Its high intensity is due to the good alignment of the aptamer with the Au surface of nanoparticles,41 contrary to the lower signal recorded for the case of the free thymine DNA in water.31b After grafting of the APT onto FAD IN PEG AuNPs, we also observed a disapparition of a double peak in the range of 200–300 cm−1, corresponding to the Au–O–C and Au–Cl, O–O stretching vibrations. This spectroscopic behavior confirms a different steric and chemical configuration of the APT on FAD IN PEG-AuNPs and its interaction with FAD molecules. Fig. 7A shows a dynamic behaviour concerning the interaction of the APT and FAD IN PEG-AuNPs within 24 h. We can observe a progressive decrease of the UV-Vis absorption spectra of FAD IN PEG-AuNPs with a progressive disappearance of peaks at 450 and 350 nm, characteristic of FAD after 24 h. This behavior will be depicted as the biomolecular intercalation and interaction process within FAD IN PEG AuNPs and APT molecules with the consequent release of the FAD–Au complex under experimental conditions (Fig. 7B).

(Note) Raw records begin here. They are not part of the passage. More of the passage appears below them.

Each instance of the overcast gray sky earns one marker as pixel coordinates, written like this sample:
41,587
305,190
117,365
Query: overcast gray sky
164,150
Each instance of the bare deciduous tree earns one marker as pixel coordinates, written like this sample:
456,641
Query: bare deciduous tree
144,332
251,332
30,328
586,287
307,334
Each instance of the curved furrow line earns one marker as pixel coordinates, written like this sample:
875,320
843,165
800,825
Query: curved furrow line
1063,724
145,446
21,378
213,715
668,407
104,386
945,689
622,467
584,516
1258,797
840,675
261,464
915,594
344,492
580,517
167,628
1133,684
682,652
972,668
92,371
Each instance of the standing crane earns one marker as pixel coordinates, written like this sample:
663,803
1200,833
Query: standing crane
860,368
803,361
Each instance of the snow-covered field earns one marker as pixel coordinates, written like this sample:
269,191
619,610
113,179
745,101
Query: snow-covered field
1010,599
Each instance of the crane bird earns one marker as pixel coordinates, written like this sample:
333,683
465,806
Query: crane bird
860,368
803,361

image file: d1na00444a-f7.tif
Fig. 7 (A) UV Vis absorption spectra of FAD IN PEG-AuNPs and dynamic behaviour of the interaction of the APT and FAD IN PEG-AuNPs within 24 h; (B) schematic biomolecular intercalation and interaction process within FAD IN PEG AuNPs and APT molecules.

We hypothesise that when our NPs (FAD IN PEG-AuNPs) interact with DNA strands the tautomeric alloxazine mutations are reduced and break the bond with adenine (Scheme 5).


image file: d1na00444a-s5.tif
Scheme 5 Schematic hypothesis of intercalation between FAD IN PEG-AuNPs and DNA strands.

FAD chelated to pegylated gold nanoparticles (FAD IN PEG-AuNPs) assumes a different steric and chemical configuration compared to free FAD. As a consequence, FAD can modify the allosteric characteristics as a vector of enzymatic reactions, such as the activation of the ubiquitin-catalyst targeting the destruction of proteins, which is known to bind to histone H2A or to activate transcription by RNA polymerase.42 These inter-chain bridges can be established at the level of poly A DNA sequences43 through rapid positioning on DNA, and feeders would allow high gene amplification and the synthesis of ribosomal segmental DNA. Other types of chemical bonds of DNA can be envisaged, both at the level of different bases and in the configuration of the bridge: anti complementary bonds and single stranded bridges. Similarly, nicotinamide–dinucleotides can establish pH-dependent bridges by N+–O ionic bonding with the phosphate groups of the opposite strand, or with the end groups of protein modulating chromosomal activity.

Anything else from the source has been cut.